Comme le montrent les nominations aux Oscars et les victoires de films internationaux tels que «Parasite (2019)» et «Roma (2018)», les médias internationaux ne doivent pas être sous-estimés. L’esprit de ces réalisateurs et les performances incroyables des acteurs du monde entier sont régulièrement sous-estimés et éclipsés par de fausses perceptions globalistes sous-jacentes qui mettent l’accent sur les médias et le cinéma américains. Alors que certains films internationaux ont atteint de plus grandes scènes et ont gagné en popularité sur les plates-formes multimédias américaines, beaucoup sont encore largement sous-représentés bien qu’ils soient facilement accessibles aux téléspectateurs via des sites de streaming tels que Netflix, Hulu et Amazon Prime Video. Les médias en langue espagnole d’un large éventail de pays présentent différentes perspectives et histoires allant des films d’horreur inspirés d’histoires vraies, des drames historiques d’amour et de perte aux films parlant des réalités des Hispaniques et des Latinos aux États-Unis et hors des États-Unis. Afin de mettre en valeur des histoires comme celles-ci, Netflix propose divers films en espagnol facilement accessibles pour tous les téléspectateurs.
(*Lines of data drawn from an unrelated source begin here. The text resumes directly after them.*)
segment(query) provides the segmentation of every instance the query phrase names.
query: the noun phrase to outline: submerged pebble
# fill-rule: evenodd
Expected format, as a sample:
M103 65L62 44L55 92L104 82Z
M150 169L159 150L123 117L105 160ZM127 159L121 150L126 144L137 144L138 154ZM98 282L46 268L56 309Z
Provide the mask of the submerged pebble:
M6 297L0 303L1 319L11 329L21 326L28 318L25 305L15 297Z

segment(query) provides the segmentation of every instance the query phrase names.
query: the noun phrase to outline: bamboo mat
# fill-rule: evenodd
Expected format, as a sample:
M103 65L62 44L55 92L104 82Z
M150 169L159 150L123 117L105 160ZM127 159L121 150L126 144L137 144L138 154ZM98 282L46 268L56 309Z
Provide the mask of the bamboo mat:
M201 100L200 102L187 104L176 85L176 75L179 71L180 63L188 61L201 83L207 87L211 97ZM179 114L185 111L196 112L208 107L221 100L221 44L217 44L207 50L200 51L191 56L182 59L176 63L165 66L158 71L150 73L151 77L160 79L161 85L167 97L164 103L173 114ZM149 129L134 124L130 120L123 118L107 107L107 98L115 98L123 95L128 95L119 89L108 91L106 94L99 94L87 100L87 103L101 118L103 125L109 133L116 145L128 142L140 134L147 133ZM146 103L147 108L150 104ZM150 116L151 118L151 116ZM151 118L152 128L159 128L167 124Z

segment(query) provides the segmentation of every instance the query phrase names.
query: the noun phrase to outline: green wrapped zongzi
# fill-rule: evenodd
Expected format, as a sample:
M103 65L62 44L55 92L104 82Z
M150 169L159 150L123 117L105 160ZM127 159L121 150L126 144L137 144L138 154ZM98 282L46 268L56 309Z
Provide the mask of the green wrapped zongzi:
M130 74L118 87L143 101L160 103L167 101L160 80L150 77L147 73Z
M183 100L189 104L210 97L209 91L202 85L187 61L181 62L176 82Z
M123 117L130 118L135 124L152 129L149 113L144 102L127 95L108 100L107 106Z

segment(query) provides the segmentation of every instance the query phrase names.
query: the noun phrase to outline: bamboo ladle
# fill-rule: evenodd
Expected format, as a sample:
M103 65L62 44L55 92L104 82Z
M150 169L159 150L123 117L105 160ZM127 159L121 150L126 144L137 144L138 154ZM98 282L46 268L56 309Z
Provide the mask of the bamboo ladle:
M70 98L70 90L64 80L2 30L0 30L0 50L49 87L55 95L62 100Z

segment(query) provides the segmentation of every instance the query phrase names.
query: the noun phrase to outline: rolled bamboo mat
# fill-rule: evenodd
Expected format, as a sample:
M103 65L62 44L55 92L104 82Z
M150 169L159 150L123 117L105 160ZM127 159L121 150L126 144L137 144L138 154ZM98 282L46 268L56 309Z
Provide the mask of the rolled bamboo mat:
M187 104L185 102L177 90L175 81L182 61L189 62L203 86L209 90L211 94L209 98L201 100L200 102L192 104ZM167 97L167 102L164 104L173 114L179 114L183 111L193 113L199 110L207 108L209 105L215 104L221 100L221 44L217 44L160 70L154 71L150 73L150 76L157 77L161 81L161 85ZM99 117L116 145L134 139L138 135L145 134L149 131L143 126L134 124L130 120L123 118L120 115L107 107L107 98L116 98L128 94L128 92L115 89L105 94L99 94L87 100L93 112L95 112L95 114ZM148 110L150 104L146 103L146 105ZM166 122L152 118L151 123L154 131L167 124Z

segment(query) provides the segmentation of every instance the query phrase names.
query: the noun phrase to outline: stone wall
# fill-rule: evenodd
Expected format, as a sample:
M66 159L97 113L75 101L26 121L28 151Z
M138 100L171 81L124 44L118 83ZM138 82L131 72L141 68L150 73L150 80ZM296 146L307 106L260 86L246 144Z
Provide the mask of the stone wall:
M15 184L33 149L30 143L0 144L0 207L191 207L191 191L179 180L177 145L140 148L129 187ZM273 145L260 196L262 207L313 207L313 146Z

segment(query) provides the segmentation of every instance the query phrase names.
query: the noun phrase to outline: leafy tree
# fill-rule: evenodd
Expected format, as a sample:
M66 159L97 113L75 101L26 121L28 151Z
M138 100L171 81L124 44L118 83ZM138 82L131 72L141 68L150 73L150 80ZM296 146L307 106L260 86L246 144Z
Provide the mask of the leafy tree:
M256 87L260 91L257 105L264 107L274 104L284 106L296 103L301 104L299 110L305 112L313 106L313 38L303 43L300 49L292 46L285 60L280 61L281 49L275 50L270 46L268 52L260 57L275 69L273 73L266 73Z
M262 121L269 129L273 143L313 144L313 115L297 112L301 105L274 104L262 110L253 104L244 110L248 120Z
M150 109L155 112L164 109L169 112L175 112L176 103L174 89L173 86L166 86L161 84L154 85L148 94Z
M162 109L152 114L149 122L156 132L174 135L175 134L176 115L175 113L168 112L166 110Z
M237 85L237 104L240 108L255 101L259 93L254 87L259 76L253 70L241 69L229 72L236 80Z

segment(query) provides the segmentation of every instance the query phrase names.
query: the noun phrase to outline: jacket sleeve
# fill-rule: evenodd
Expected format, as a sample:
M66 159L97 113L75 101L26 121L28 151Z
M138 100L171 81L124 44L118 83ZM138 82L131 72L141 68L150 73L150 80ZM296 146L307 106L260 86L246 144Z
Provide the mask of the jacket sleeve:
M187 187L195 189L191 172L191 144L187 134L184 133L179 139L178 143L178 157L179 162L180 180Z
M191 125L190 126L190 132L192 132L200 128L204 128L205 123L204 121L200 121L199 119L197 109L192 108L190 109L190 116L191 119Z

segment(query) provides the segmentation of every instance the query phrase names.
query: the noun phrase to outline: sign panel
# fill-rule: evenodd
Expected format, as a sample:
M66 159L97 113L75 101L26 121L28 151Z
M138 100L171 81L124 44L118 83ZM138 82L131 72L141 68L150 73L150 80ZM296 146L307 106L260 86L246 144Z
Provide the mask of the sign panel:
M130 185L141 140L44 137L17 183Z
“Je ne suis plus là (2019)”

Sorti sur Netflix en mai 2020, le film mexicain suit Ulises Sampiero (Juan Daniel Garcia Treviño), 17 ans, alors qu’il est contraint de quitter son domicile à Monterrey, au Mexique, en raison d’un malentendu impliquant le meurtre de membres de gangs locaux de Los Pelones par leur gang rival, Los F. Le film alterne entre sa nouvelle vie dans le Queens et celle qu’il a laissée à Monterrey et est présenté dans le désordre avec son arrivée dans le Queens au début du film. Avant d’être forcé de partir, Ulises passait ses journées avec les autres membres de son gang de rue local Los Terkos, un groupe d’enfants qui étaient plus dans la sous-culture Cholombiano populaire à Monterrey à l’époque plutôt que de causer de réels problèmes. Cela contraste fortement avec la violence et le rejet quasi constant auquel il est confronté en vivant seul dans le Queens, à l’exclusion du traitement par sa nouvelle amitié naissante avec Lin (Xueming Angelina Chen), 16 ans. Bien que l’intrigue du meurtre soit au cœur du film dans son ensemble, c’est la sous-culture Cholombia et ses danses et cumbias rebajadas. qui apportent une telle couleur, chaleur et vie au film. La sous-culture Cholombiano est beaucoup moins populaire aujourd’hui, comme le montre le film quand Ulises part et revient finalement à Monterrey pour trouver plusieurs des membres de Los Terkos dans d’autres intérêts et des gangs encore plus violents. Cependant, à son apogée, la culture et la communauté offraient aux enfants une option en dehors des gangs de rue violents, ce qui entraînerait la perte des amis et de la famille d’Ulises. C’est un beau film dans l’ensemble et met en évidence les réalités de nombreux enfants vivant dans des quartiers à forte criminalité malgré la passion et le cœur d’Ulises.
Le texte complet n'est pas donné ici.